Muhammad Imran Iqbal; Abiodun Musa Aibinu; Nagendra Srinivas Gubbal; Asim Khan , pp. 62. TEK/avd. för signalbehandling, 2006.
This thesis applies the process and knowledge of digital signal processing and image
processing to diagnose diabetic retinopathy from images of retina.
The Pre-Processing stage equalizes the uneven illumination associated with fundus
images and also removes noise present in the image. Segmentation stage clusters
the image into two distinct classes while the Disease Classifier stage was used to
distinguish between candidate lesions and other information. Method of diagnosis of
red spots, bleeding and detection of vein-artery crossover points were also
developed in this work using the colour information, shape, size, object length to
breadth ration as contained in the digital fundus image in the detection of this
In addition to diagnosis of Diabetic Retinopathy (DR), two graphical user interfaces
(GUI’s) were also developed during this work, this first is for collection of lesion data
information and was used by the ophthalmologist in marking images for database
while the second GUI is for automatic diagnosing and displaying the diagnosis result
in a more friendly user interface and is as shown in chapter three of this report.

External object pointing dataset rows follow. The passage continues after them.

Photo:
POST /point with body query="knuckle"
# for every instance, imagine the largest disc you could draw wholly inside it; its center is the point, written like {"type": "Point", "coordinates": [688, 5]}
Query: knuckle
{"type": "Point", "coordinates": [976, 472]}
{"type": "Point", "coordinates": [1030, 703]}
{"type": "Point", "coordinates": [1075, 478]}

The algorithm was tested with a separate set of 25 fundus images. From this, the
Receiver Operating Characteristics (ROC) was determined for red spot disease and
bleeding, while cross over points were only detected leaving further classification as
part of future work needed to complete this global project. Sensitivity (classify
abnormal fundus images as abnormal) and specificity (classify normal fundus image
as normal) was calculated for the algorithm is given as 98% and 61%.